Post Abortion Stress Syndrome (PASS) - Does It Exist?
PASS can affect any woman who experiences trauma from abortion.
No matter your philosophical, religious, or political views on abortion, the fact of the matter is, the actual experience can affect women not only on a personal level but can potentially have psychological repercussions. Women’s reasons for having an abortion are always highly personal, but it’s important to remember that some women might choose to have an abortion after experiencing rape at the hands of a stranger or someone they know. Conversely, at times women may feel compelled not to follow through with a pregnancy under pressure from a husband, boyfriend, or family member. In any case, it is usually thought of as a solution to stressful circumstances.
Post Abortion Stress Syndrome (PASS) is the name that has been given to the psychological aftereffects of abortion, based on Post Traumatic Stress Disorder (PTSD). It is important to note that this is not a term that has been accepted by the American Psychiatric Association or the American Psychological Association. In fact, pro-choice advocates accuse their counterparts of making up PASS in order to further their political agendas.
Nevertheless, any event that causes trauma can indeed result in PTSD, and abortion is no exception. A woman can be of sound and solid mind when she makes a choice to terminate a pregnancy, but it is never an easy decision. Even when it is the right decision, there is sometimes a level of conflict that needs to be addressed so that the woman can be at peace with her choice. Believing that PASS exists does not mean that one does not believe in a woman’s right to choose; it simply means that one believes in supportive and constructive counseling around the trauma symptoms.
Symptoms of PASS may include any of the following:
Guilt: Experiencing guilt does not imply that you made a mistake or “violated your own moral code,” as some pro-lifers would imply. However, feelings around having an abortion may be complex and have to take into account fear of what others might think.
Anxiety: General anxiety is a common symptom of PTSD—in the case of PASS, there might be a particular anxiety over fertility issues and the ability to get pregnant again.
Numbness, Depression: Again, common symptoms of PTSD.
Flashbacks: Abortion is surgery, and in most cases, it’s surgery that happens while the patient is fully conscious. This can be a distressing experience.

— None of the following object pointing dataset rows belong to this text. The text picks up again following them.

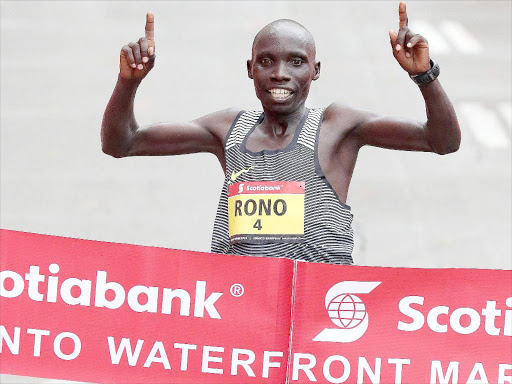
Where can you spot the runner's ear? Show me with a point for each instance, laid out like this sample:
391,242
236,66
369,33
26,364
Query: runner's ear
249,68
317,70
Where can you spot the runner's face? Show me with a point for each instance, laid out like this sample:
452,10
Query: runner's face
282,67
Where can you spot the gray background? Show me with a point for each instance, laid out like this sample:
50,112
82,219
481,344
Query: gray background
59,64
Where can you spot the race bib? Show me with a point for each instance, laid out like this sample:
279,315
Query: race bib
266,211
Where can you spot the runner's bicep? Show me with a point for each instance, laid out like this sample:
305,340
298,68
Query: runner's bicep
392,133
173,139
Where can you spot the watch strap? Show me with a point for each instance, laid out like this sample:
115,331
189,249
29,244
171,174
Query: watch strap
427,77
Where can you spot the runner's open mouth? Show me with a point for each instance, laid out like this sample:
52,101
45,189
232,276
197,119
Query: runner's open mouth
280,93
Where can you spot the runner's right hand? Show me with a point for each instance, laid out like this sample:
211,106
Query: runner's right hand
137,59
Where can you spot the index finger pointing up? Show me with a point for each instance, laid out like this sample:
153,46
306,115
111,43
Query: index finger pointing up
402,12
150,26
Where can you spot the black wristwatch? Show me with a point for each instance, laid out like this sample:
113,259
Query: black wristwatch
427,77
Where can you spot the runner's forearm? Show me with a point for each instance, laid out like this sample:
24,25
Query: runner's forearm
442,126
119,122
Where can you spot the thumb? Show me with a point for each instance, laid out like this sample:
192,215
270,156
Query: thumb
393,38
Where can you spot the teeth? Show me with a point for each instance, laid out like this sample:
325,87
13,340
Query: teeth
279,93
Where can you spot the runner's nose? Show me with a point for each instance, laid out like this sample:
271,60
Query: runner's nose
280,72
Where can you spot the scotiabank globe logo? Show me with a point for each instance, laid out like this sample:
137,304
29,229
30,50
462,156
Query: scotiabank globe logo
347,311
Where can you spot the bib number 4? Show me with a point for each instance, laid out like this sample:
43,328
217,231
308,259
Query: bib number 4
257,225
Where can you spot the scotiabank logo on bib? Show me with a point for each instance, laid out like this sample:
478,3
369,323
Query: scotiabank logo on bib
347,311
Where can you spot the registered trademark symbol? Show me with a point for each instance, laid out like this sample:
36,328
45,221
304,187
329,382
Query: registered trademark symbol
237,290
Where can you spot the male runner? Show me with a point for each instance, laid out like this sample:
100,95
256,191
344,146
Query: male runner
288,168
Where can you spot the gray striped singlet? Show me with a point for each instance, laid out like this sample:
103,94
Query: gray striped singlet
327,233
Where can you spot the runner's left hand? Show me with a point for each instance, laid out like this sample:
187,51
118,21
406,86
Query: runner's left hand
410,49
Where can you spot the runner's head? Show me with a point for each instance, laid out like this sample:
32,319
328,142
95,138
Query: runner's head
283,65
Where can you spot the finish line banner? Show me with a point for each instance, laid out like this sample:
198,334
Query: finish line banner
103,312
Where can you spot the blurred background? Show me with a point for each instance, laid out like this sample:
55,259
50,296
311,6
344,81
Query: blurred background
59,64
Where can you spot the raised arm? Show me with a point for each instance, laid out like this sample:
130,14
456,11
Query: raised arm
439,134
121,135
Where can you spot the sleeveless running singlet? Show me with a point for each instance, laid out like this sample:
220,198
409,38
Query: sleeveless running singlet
278,203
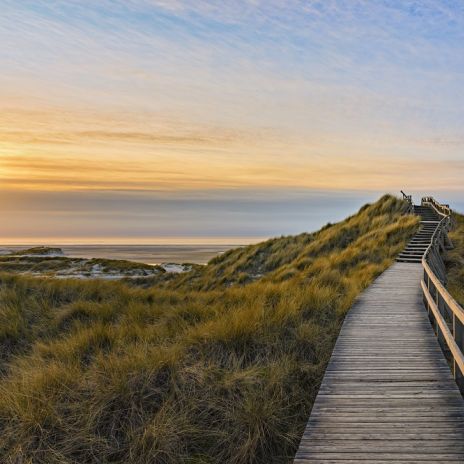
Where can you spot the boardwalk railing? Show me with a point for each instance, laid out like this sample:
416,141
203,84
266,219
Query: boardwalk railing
446,315
408,198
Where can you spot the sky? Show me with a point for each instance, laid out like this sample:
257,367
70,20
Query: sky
150,120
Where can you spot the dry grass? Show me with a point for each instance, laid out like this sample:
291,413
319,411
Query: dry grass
215,366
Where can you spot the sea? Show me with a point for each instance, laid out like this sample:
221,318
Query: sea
148,254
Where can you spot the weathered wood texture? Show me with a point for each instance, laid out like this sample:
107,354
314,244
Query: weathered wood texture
388,394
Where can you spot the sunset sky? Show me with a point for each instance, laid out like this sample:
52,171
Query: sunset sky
145,120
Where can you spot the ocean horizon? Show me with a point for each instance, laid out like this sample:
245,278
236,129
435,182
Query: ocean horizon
147,254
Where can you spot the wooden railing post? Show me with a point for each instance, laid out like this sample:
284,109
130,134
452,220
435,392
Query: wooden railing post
445,314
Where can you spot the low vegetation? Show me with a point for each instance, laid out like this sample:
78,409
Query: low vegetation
217,365
454,260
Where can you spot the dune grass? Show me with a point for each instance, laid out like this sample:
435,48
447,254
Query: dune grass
454,260
220,365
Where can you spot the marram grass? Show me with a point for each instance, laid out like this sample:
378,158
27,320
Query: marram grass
220,365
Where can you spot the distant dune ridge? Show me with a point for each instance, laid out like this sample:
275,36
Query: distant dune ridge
218,364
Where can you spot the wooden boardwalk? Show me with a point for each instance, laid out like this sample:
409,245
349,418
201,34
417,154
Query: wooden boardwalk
388,394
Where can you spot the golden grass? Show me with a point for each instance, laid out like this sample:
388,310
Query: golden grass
221,364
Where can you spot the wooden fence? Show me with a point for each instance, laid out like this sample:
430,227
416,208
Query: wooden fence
446,315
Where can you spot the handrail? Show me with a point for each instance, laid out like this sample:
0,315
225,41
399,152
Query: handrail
445,313
408,198
442,210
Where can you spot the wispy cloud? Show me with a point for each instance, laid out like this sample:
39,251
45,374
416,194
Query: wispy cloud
158,95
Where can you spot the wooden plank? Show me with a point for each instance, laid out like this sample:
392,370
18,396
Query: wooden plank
388,394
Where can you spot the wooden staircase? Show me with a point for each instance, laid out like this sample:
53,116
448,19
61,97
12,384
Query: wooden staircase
418,245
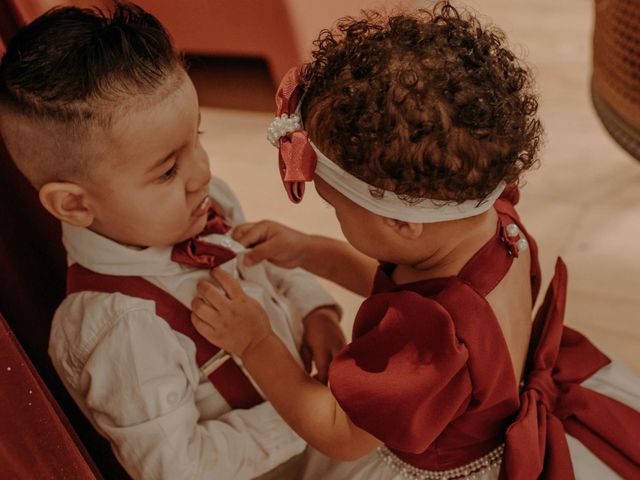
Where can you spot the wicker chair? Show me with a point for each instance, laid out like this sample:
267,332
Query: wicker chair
615,85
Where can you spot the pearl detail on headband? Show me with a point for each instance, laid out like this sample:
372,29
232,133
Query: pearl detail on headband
281,126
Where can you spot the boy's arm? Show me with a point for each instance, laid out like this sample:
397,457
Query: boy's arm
138,387
238,324
305,404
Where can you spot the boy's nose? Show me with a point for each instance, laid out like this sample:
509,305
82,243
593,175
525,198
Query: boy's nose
200,174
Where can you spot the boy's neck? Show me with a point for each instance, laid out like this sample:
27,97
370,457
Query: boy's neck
444,250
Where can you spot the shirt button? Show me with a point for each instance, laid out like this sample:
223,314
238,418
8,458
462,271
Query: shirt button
172,398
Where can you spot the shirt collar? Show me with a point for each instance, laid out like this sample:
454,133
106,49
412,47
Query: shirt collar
102,255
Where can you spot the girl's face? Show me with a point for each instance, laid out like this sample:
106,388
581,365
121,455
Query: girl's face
151,188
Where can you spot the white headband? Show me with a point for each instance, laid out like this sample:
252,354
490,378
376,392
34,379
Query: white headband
389,205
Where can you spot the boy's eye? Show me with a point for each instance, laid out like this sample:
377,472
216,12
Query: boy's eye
169,174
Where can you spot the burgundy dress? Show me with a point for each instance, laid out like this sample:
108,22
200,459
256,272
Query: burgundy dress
429,373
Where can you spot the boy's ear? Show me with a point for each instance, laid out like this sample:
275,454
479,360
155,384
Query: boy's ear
67,202
407,230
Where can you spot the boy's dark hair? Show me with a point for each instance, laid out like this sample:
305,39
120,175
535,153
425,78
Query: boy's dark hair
428,105
70,59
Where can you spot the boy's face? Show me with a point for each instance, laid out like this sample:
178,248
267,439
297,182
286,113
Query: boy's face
150,187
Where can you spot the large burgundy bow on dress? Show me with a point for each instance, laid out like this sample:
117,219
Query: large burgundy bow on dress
201,254
296,158
553,402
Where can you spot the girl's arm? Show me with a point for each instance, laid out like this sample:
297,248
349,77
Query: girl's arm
326,257
237,323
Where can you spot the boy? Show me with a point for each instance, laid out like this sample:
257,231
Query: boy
98,113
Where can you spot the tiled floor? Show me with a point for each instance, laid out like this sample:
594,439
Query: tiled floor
583,203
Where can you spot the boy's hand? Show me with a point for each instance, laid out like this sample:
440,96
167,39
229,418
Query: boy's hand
229,319
271,241
322,340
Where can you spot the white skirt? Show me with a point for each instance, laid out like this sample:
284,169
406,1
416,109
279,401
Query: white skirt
615,380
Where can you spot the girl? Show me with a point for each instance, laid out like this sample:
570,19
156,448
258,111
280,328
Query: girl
417,129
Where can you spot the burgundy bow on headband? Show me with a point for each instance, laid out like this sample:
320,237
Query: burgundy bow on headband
296,158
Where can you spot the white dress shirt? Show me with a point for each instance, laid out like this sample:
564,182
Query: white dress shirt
137,380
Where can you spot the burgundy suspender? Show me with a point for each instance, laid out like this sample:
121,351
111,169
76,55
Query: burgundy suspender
228,378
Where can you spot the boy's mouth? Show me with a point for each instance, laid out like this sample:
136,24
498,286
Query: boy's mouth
202,208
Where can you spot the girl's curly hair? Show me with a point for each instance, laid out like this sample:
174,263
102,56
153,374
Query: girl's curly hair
427,105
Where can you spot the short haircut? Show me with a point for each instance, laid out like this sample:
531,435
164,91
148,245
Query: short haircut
71,67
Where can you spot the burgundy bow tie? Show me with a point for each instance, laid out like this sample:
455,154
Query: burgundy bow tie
201,254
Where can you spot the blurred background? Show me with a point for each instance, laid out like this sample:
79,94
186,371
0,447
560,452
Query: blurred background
583,203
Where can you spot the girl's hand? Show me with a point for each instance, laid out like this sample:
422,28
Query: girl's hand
272,241
323,338
229,319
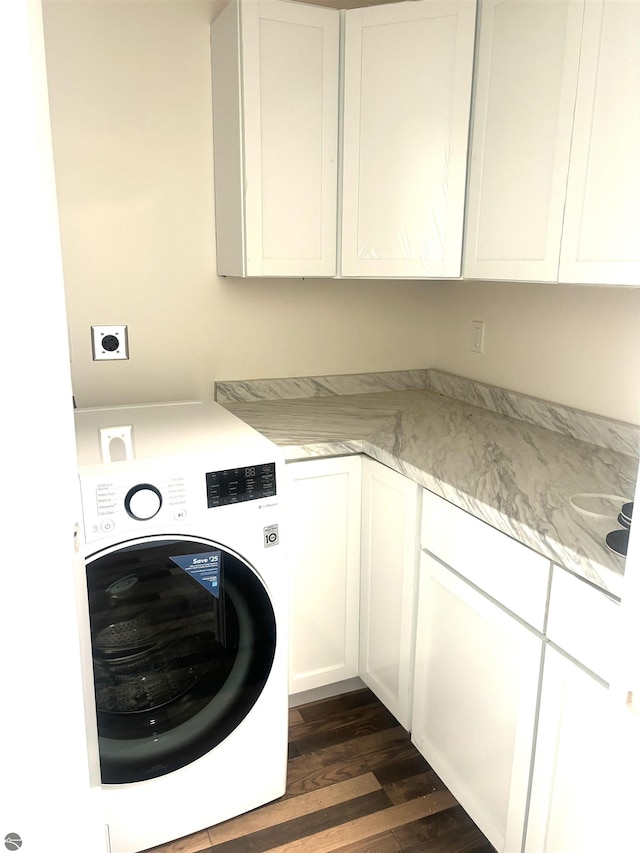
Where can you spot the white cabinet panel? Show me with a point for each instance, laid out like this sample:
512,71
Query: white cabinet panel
586,788
508,571
600,242
275,110
526,78
476,683
584,622
388,578
324,564
407,85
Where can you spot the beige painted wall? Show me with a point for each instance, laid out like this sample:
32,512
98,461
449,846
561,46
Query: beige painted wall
130,98
574,345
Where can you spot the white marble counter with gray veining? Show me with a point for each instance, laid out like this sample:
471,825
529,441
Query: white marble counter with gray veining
519,476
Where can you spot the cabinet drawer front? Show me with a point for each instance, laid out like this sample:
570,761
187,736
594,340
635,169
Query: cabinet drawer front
506,570
584,622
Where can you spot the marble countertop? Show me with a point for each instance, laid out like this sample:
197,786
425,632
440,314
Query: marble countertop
519,477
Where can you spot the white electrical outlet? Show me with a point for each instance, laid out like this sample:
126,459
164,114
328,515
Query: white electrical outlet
109,342
477,336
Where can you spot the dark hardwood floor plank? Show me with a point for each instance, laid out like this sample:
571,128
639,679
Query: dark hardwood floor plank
450,831
385,842
336,704
345,760
367,827
349,789
196,843
402,790
287,809
309,825
320,733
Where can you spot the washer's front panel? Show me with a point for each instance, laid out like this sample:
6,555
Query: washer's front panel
183,638
116,504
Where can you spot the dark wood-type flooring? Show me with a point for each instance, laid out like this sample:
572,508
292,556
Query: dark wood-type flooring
355,784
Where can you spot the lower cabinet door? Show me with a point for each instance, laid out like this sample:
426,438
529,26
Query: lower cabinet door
586,785
476,684
387,586
324,498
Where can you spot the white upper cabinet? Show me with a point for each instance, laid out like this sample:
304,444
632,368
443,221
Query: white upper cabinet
526,78
601,238
275,107
407,87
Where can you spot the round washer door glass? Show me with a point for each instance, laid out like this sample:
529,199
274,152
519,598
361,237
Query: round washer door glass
183,637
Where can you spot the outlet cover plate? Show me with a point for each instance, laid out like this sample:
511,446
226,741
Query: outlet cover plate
109,343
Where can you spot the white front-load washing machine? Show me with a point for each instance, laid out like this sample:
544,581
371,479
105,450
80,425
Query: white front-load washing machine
187,583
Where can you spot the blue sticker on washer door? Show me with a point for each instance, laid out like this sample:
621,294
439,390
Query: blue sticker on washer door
205,568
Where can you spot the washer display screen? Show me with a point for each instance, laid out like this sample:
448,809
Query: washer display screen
236,485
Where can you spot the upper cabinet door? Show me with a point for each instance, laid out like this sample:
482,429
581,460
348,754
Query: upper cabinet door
275,108
601,237
526,79
407,85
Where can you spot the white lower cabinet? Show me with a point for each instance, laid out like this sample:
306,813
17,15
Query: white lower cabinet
585,789
477,673
389,564
324,541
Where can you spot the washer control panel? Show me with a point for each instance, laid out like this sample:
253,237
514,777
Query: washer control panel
126,504
237,485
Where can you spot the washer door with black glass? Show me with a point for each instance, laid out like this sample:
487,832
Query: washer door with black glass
183,638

Suicidal thoughts: In extreme cases, the PTSD that results from a controversial abortion could lead to suicidal thoughts or tendencies and would require immediate treatment. It’s important to note that this is not a common or expected symptom of PASS, but as with any form of PTSD, it is possible.
While abortion can induce post-traumatic stress in some, others will suffer no repercussions at all. In fact, studies have shown that women may feel relieved after experiencing an abortion. However, women who are okay with having an abortion are more likely to talk about their experience than women who are ashamed and regretful and have a better chance of working through this process faster than other women. Nevertheless, even those who argue that PASS does not exist will acknowledge that having an abortion may induce normal feelings of sadness, grief, or regret. And women with religious backgrounds can have a hard time choosing to abort. But admitting that abortion is a difficult choice does not equate to admitting that it is “wrong.”
Feelings are complex, and sometimes a woman will need to seek out counseling to help her sort through her own emotions and reactions as well as any perceived or actual stigma she may be experiencing. Post-abortion syndrome exists and could be overcome, even if the women believe that they are not allowed to be happy again. A compassionate, unbiased, and appropriate counselor can help a woman who has undergone an abortion come to terms with her decision and find peace again—without a political agenda.